Rimango immobile di fronte all'ingresso della piazza, di fronte alla maestosità della rinata St. Mary. Le volte romaniche, il rosone gotico. Proprio come la ricordavo. Proprio com'era quando giocavano a rincorrerci prima della messa.

Il giorno dell'incendio ero malato, avevo l'influenza. È stato questo a salvarmi dalla follia di un piromane. Ma Jani era lì. Ed è morto.

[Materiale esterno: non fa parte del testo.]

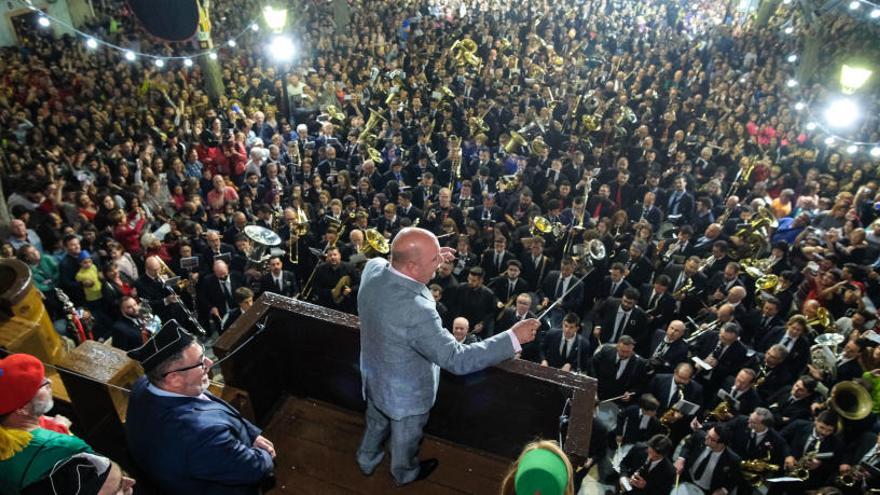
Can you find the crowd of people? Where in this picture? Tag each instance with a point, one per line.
(635, 173)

Non so se questo è un sogno o il frutto di un'allucinazione. Sinceramente, non mi interessa più. St. Mary mi fissa con il suo sguardo senza tempo. Non posso fare altro che chinarmi in silenzio, come soggiogato dall'enorme pressione psicologica.

Poi, la sento.

Una risata sprezzante.

Mi alzo in piedi, cerco di localizzare la fonte del rumore. Infine, lo vedo. Un figura dinoccolata, un uomo forse, alto quasi due metri. Armeggia con una vanga, spala cumuli di terra a fianco della chiesa. Sopra i tumuli, lapidi di marmo bianco, venate da crepe e fratture. Alzo la voce, cerco di farmi sentire.

"Chi è là?"

Il becchino canticchia, ogni movimento della pala riecheggia nell'atmosfera notturna. D'un tratto, si ferma, rivolge il suo orrido sorriso verso di me. 

"Oh, benvenuti! Siete arrivati al momento giusto..."

La lingua saetta tra le labbra deformi, la sua mano scivola sulla pietra perlacea, sfiora un nome inciso sulla superficie liscia.

"... ci sono ancora due fosse da riempire!"

 ci sono ancora due fosse da riempire!"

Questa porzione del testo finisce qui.